Saturday 7 May 2011

5 Vintages of Leoville Poyferre 1990 - 2004

3 May 2011: We were invited to a Léoville Poyferré dinner at the Dining Room at the Aberdeen Marina Club.  Anne Cuvelier was passing through HK during her holidays and so wine-lovers in HK grabbed the opportunity to organise a small tasting dinner.  I didn't get the chance to ask when the bottles were opened, but all 5 vintages showed very well and so different!

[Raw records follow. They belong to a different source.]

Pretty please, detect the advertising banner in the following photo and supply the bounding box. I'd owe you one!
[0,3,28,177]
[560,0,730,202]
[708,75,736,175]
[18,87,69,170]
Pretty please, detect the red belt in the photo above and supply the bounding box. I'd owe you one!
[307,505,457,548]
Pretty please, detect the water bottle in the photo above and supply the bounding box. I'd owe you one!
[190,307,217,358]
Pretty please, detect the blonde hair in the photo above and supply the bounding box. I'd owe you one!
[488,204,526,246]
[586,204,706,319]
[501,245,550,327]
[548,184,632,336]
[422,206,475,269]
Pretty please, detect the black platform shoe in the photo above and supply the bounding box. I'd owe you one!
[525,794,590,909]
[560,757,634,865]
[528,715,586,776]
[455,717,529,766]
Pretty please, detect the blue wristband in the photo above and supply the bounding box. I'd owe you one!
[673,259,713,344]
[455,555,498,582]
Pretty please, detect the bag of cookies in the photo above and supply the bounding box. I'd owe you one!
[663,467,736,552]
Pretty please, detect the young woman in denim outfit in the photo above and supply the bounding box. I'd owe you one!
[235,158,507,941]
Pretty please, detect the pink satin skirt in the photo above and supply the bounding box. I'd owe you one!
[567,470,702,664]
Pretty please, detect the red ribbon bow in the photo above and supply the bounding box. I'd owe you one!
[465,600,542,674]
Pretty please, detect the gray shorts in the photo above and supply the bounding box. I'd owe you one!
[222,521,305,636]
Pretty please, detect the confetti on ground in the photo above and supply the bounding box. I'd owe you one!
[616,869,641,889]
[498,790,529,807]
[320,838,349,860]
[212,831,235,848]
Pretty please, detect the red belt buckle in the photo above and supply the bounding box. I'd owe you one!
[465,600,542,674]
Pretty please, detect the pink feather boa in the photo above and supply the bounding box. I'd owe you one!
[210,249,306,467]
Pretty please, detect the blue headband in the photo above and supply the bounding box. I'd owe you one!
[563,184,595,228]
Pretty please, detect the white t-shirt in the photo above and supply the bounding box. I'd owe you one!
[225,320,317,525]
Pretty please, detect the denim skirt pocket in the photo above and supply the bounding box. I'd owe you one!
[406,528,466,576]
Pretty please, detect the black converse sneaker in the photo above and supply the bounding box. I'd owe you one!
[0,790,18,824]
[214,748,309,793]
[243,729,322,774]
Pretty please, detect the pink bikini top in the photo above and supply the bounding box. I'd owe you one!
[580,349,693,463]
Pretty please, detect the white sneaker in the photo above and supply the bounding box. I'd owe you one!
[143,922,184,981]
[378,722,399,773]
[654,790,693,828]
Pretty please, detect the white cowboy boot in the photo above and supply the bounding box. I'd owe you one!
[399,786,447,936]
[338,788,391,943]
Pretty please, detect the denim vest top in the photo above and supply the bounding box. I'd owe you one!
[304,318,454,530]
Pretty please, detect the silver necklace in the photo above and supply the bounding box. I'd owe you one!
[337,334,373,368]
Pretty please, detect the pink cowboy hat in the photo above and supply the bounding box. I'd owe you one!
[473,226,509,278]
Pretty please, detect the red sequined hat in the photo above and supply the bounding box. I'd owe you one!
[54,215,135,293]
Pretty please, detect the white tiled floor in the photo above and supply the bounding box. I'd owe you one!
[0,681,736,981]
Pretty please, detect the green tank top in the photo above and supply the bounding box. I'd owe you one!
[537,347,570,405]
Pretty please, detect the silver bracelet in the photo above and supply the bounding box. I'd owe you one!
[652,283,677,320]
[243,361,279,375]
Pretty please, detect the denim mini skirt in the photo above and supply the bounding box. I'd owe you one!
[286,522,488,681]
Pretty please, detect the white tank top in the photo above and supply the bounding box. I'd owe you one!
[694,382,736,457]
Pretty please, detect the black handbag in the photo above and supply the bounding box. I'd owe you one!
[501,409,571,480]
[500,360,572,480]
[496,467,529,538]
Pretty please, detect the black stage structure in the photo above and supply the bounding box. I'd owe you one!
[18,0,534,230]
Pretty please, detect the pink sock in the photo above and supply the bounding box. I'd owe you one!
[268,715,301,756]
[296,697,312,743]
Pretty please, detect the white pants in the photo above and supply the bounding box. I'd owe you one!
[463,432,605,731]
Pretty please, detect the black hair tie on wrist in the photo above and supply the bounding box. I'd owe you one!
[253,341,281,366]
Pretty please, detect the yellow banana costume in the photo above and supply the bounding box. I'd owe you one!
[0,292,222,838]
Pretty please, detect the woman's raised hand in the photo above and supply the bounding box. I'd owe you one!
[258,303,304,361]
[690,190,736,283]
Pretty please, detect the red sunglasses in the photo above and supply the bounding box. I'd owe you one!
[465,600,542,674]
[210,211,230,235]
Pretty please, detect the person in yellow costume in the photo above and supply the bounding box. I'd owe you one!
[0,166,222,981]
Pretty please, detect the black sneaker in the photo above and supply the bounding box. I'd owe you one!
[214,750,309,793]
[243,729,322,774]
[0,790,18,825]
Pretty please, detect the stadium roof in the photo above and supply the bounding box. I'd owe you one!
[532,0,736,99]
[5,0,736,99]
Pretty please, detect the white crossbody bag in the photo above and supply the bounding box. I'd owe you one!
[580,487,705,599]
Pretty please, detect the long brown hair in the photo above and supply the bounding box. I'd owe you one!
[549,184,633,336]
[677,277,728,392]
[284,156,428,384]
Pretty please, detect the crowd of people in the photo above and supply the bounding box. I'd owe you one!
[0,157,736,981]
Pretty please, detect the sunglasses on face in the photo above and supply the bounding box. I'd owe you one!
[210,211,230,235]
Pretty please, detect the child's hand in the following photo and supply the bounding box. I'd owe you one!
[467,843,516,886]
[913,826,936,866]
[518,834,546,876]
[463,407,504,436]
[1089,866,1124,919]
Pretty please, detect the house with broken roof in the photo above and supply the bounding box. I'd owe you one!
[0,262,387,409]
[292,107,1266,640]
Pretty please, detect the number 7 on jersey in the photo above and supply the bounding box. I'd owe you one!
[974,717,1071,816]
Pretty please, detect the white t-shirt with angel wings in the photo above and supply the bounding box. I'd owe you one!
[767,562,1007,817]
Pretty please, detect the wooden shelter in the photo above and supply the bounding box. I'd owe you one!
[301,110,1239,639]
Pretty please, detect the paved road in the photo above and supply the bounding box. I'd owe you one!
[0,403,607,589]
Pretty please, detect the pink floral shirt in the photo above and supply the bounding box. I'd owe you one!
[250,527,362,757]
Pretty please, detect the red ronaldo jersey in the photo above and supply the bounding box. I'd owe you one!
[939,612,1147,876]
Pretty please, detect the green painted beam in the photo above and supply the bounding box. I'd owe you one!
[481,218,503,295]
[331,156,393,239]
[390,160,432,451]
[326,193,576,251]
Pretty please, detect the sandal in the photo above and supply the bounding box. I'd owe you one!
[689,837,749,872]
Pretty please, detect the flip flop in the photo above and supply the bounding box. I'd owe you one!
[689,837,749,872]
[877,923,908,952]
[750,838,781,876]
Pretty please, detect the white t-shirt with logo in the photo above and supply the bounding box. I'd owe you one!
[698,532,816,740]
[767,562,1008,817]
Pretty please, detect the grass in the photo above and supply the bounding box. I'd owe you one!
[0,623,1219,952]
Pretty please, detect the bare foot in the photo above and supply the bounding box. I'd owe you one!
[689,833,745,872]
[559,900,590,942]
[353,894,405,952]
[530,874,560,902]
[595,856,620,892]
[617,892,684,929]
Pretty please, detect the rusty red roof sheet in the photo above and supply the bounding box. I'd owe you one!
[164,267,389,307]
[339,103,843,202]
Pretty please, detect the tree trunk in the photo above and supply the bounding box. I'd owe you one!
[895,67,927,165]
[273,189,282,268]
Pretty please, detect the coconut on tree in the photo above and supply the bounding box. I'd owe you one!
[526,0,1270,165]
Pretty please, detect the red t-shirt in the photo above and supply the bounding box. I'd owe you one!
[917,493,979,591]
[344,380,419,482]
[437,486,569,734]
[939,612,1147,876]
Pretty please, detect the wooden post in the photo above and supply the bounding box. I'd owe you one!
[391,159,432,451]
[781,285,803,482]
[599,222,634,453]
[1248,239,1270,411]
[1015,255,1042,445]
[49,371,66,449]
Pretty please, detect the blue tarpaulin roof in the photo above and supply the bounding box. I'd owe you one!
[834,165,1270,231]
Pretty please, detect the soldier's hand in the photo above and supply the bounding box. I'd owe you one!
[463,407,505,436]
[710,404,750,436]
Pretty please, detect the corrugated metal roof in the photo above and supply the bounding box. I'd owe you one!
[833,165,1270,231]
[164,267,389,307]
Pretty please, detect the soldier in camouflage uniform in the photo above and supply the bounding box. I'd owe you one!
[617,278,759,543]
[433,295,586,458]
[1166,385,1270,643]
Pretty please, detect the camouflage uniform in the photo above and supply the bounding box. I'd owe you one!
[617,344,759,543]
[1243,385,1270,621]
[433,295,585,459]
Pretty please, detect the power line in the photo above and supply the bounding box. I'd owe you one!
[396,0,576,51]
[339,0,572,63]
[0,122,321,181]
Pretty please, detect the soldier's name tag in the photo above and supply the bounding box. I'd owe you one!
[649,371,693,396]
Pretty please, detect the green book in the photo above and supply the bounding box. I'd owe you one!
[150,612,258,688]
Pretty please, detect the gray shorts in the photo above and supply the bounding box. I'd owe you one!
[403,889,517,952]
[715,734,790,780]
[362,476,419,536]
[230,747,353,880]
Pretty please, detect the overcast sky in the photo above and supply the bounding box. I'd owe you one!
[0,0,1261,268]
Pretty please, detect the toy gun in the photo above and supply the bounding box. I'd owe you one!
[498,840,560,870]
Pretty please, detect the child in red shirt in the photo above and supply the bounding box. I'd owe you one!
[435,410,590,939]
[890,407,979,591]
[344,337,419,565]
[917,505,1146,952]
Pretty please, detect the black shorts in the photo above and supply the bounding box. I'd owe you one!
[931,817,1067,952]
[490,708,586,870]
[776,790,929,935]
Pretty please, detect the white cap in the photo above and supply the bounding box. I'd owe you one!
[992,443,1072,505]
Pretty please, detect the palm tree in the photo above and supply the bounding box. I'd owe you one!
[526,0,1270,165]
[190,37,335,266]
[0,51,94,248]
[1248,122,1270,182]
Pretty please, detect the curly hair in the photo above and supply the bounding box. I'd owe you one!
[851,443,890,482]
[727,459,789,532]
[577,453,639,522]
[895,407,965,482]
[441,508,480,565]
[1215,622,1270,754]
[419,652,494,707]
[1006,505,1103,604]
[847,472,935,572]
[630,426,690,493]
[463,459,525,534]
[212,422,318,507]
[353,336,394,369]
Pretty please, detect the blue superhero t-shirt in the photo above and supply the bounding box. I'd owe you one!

2004 Léoville Poyferré (magnum) - Traditional French rillette with duck foie gras, toasted country bread, cranberry coulis
Very supple and velvety-textured.  The intensely flavoured and concentrated blackcurrant and black cherry fruit closely wrapped around the firm tannic structure.  Floral and mineral on the nose.  Already drinking very well, and will continue to develop over next 10 - 15 years.  17.5/20

2003 Léoville Poyferré - Savoury sautéed mushrooms, choizo, walnuts and green onion
An inky, intense and deeply concentrated muscular wine, distinguished by burnt blackberry preserve and cassis nose, low acidity and yet a very big and ripe tannic structure.  The shee structure of the wine was rather overpowering.  I didn't take very well to the burnt character of the wine, but I could see why my fellow diners were totally gobsmacked by it.  It did relent a bit towards the end of the meal.  I would probably leave it in bottle for further evolution before trying this wine again.  Drink from 2014.  Long life ahead.  18+/20

2001 Léoville Poyferré - Chargrilled Colorado lamb chop, white asparagus and caramelised kumquat
Drinking perfectly now, this beauty of a wine, so aromatic, elegant and already very silky.  Plums, spicy, coffee.  I felt that the wine did not hold up so well, once in the glass and was in a declining state towards end of the dinner.  Drink now and for next 3 - 4 years.  16.5/20

1996 Léoville Poyferré
1990 Léoville Poyferré
Roasted beef tenderloin, shallots, black pepper marmalade, potato gratin dauphinois

I thought the 1996 was rather like the quintessential claret, rather ungenerous at the moment (at least the bottle from which my serving was poured).  It needed a lot of time in the glass to gain weight and open up.  I think I should try this wine again in 2 - 3 years time.  17+/20

The 1990 by comparison was already in its most seductive state.  Floral, smoke, coffee, with subtle blueberry fruit bolstering the aromatic spectrum. Aromatic, sensual, and velvety.  Simply gorgeous.  A really excellent wine and to me, perfect now....but would continue to evolve effortlessly for next 10 - 15 years. 19/20

Then we finished off the meal with an absolutely decadent chestnut semifreddo, glazed with gianduja chocolate!

Anne said that while 2009 was brilliant, the 2010 was an absolute success for them, so it's true - Léoville Poyferré has been going from strength to strength.......let's hope the prices continue to remain sensible (for the sake of us modest folks) for this level-headed family-run château!

And thank you to Eric and Rachel for including us at dinner!